2. Dünya Savaşına Yön Veren Türk: İlyas Bazna


Asıl adı İlyas Bazna olan Çiçero , 28 Temmuz 1904 tarihinde Priştine’de doğmuştur. 1948 yılında ailesiyle birlikte Sırp işgalinden kaçıp İstanbul’a gelir. Öğrenmiş olduğu yabancı dil sayesinde Yugoslavya büyükelçisinin şoförü olur. Daha sonra ise Almanya konsolosluğu danışmanının uşağı, İngiltere büyükelçisinin birinci katibinin ve en son olarak da İngiltere büyükelçisinin özel uşağı olur. Almanya büyükelçiliğinden elçilik müsteşarının özel mektuplarını okuduğu için kovulmuştur.
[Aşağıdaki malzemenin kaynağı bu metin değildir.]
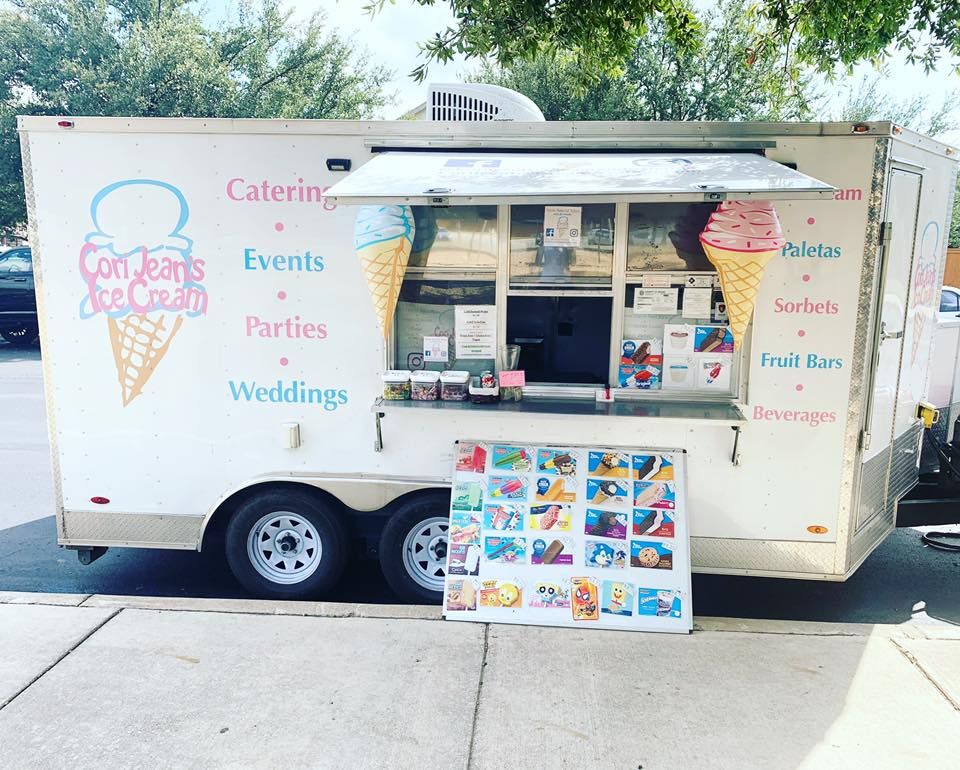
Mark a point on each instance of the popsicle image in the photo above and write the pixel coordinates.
(507, 461)
(554, 492)
(382, 239)
(652, 494)
(605, 490)
(650, 523)
(740, 238)
(556, 461)
(508, 488)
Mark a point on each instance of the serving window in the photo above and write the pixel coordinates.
(593, 294)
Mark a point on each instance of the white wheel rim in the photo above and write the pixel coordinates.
(284, 547)
(425, 553)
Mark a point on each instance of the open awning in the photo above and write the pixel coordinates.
(471, 178)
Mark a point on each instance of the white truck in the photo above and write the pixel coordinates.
(214, 340)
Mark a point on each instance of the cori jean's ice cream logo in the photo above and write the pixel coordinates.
(140, 274)
(925, 284)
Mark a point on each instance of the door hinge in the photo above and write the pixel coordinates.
(886, 232)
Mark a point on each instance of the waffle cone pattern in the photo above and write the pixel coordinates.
(383, 237)
(740, 238)
(139, 343)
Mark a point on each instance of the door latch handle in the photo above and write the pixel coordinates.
(885, 335)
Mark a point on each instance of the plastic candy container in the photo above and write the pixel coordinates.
(396, 385)
(424, 385)
(455, 386)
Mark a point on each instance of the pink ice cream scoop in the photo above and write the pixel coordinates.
(744, 226)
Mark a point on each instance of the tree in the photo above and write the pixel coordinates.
(158, 58)
(600, 34)
(867, 100)
(722, 79)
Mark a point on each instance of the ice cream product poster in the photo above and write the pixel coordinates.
(578, 536)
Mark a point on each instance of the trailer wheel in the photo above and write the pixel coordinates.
(413, 548)
(286, 545)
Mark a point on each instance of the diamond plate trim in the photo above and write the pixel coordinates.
(873, 488)
(769, 556)
(850, 477)
(131, 529)
(46, 362)
(903, 464)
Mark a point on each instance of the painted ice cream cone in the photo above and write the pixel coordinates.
(740, 238)
(383, 237)
(139, 343)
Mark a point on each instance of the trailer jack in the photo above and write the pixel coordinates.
(88, 554)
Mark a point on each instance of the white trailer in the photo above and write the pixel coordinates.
(212, 359)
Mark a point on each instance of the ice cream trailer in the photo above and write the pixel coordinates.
(231, 310)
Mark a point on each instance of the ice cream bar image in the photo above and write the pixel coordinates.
(556, 489)
(508, 488)
(557, 460)
(713, 340)
(508, 460)
(553, 551)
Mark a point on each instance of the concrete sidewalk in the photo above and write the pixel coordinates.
(132, 682)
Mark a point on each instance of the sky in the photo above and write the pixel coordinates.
(392, 35)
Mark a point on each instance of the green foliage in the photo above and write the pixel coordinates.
(722, 79)
(868, 100)
(158, 58)
(600, 35)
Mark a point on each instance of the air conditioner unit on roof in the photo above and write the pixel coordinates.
(455, 102)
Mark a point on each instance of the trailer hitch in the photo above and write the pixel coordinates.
(88, 554)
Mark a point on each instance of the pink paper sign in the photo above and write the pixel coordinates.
(513, 379)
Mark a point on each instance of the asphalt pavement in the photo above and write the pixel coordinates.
(901, 580)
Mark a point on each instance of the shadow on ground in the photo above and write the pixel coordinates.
(894, 581)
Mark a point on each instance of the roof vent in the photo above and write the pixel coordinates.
(456, 102)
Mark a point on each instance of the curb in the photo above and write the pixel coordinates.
(909, 630)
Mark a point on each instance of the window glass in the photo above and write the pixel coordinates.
(15, 261)
(426, 309)
(564, 340)
(459, 237)
(666, 236)
(670, 352)
(535, 261)
(949, 302)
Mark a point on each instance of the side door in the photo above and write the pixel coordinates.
(900, 222)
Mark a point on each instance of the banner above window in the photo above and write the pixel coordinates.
(461, 178)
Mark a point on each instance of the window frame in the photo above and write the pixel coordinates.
(617, 291)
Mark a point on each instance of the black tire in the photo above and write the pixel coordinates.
(308, 513)
(21, 336)
(408, 516)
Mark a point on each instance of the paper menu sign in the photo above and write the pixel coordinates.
(697, 302)
(561, 225)
(655, 301)
(475, 331)
(436, 349)
(616, 558)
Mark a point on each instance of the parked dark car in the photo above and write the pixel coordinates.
(18, 303)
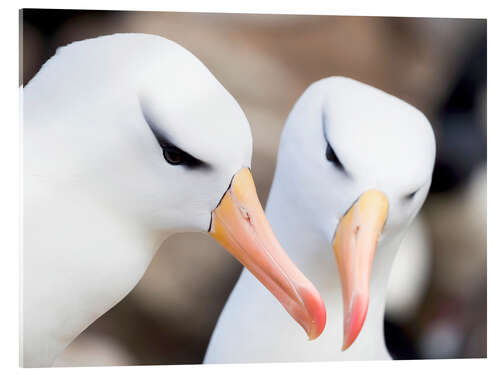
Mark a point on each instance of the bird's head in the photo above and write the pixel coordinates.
(362, 163)
(158, 139)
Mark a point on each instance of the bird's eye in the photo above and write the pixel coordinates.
(172, 155)
(331, 156)
(175, 156)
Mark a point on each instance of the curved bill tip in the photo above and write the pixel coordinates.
(354, 246)
(241, 227)
(354, 320)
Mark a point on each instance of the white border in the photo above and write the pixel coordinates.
(9, 157)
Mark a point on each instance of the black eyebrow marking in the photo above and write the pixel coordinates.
(189, 161)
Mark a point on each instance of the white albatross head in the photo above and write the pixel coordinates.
(362, 164)
(141, 125)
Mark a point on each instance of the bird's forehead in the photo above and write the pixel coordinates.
(378, 135)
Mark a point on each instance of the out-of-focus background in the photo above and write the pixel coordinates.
(437, 300)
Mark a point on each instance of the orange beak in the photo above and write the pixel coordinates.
(354, 247)
(240, 225)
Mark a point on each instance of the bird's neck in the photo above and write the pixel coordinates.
(79, 260)
(313, 255)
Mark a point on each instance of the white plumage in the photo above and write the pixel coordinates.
(381, 143)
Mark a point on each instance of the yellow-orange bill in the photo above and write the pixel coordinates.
(354, 247)
(240, 225)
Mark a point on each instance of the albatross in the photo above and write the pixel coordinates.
(354, 168)
(128, 139)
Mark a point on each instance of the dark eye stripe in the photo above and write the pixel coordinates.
(175, 156)
(171, 153)
(332, 156)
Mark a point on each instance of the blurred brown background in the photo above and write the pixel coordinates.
(266, 62)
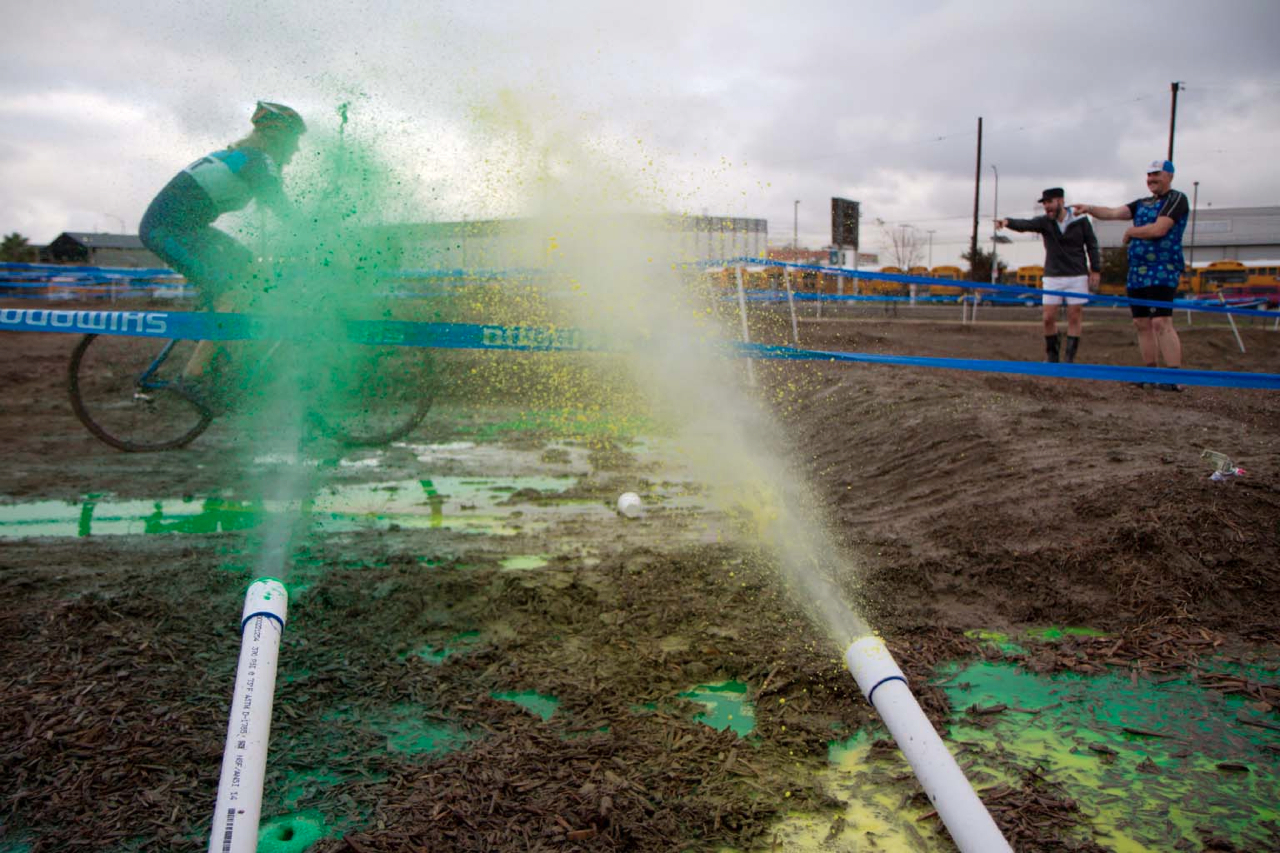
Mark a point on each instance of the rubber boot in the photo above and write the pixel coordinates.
(1051, 349)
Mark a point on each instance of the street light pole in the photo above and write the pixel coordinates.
(1173, 114)
(1194, 201)
(995, 210)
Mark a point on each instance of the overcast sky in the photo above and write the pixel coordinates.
(726, 108)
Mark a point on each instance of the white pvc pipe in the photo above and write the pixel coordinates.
(240, 788)
(958, 804)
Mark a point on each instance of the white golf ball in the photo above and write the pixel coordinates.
(629, 505)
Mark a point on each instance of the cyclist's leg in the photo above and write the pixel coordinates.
(214, 263)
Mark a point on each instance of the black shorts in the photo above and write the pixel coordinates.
(1152, 295)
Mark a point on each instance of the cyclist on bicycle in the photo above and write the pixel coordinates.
(178, 223)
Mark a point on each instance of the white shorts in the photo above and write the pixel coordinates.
(1070, 283)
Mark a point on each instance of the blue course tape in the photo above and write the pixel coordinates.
(200, 325)
(1101, 299)
(1101, 372)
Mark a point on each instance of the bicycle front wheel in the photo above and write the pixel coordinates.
(122, 391)
(380, 395)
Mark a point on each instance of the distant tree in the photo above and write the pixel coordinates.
(905, 242)
(979, 267)
(17, 250)
(1115, 265)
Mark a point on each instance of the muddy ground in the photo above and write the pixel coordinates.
(967, 502)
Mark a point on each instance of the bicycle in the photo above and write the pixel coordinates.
(136, 400)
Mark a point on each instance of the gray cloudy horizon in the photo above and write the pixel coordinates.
(735, 109)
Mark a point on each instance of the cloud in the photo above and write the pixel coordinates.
(731, 108)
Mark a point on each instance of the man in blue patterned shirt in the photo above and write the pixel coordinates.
(1156, 261)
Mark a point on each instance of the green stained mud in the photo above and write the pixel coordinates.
(480, 505)
(1153, 766)
(408, 729)
(543, 706)
(1151, 761)
(292, 833)
(457, 644)
(726, 706)
(521, 562)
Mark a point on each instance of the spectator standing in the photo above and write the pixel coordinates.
(1072, 264)
(1156, 263)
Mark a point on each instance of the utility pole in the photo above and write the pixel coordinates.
(977, 187)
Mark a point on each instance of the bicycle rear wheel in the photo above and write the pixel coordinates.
(379, 395)
(122, 391)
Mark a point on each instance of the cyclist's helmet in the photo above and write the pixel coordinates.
(269, 115)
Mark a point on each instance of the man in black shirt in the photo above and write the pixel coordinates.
(1072, 263)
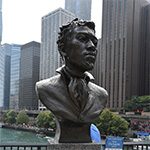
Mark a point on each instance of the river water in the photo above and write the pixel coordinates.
(20, 137)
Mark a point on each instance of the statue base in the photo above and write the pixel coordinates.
(74, 146)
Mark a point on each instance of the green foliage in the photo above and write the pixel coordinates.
(112, 124)
(138, 103)
(45, 119)
(10, 117)
(22, 118)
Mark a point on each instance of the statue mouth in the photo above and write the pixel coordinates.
(90, 57)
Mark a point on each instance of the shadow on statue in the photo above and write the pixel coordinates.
(71, 95)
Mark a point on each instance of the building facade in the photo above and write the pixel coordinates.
(49, 56)
(29, 75)
(1, 25)
(7, 63)
(14, 77)
(81, 8)
(122, 53)
(2, 58)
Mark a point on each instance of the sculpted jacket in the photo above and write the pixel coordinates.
(55, 94)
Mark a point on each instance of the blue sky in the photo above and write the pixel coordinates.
(22, 18)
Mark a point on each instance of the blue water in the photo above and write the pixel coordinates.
(14, 136)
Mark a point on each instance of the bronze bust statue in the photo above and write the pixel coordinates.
(71, 95)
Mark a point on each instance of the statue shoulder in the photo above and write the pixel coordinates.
(98, 90)
(47, 82)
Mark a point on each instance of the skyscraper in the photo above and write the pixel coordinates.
(123, 49)
(49, 56)
(0, 21)
(7, 61)
(14, 76)
(2, 58)
(29, 75)
(81, 8)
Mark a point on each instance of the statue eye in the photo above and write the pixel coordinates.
(95, 42)
(82, 38)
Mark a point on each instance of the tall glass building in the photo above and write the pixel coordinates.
(7, 52)
(29, 75)
(49, 56)
(0, 21)
(14, 76)
(81, 8)
(123, 53)
(2, 55)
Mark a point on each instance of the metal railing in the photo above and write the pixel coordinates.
(126, 146)
(23, 146)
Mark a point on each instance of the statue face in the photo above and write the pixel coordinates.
(81, 48)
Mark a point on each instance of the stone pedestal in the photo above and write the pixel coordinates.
(74, 146)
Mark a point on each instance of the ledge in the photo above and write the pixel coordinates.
(74, 146)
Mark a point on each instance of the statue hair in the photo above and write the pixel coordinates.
(66, 30)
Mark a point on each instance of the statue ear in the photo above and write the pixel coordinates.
(63, 54)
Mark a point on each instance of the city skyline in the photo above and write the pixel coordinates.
(21, 24)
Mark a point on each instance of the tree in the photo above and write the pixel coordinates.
(22, 118)
(138, 103)
(45, 119)
(112, 124)
(10, 116)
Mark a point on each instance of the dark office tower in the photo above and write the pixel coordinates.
(2, 58)
(81, 8)
(7, 50)
(122, 49)
(147, 54)
(14, 76)
(0, 21)
(29, 75)
(49, 56)
(96, 71)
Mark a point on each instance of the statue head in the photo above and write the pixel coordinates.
(77, 44)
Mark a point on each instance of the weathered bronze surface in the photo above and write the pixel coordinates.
(71, 96)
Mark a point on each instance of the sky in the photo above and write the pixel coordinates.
(22, 18)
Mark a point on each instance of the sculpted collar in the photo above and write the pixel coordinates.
(87, 76)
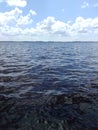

1943 yılının Eylül ayında İngiltere’nin Ankara büyükelçisi Hugessen’in uşaklığını yapmak için büyükelçilikte işe başlamıştır. Sesinin güzelliği ve operaya olan ilgisi nedeniyle kısa sürede büyükelçinin elçilik banyosunda sırtını ovacak kadar yakınlaşmıştı. İngiltere büyükelçisinin bu yakınlığa müsamaha etmesinin nedeniyse İlyas Bazna’nın aptal, saf ve İngilizce bilmediğini düşünmesidir.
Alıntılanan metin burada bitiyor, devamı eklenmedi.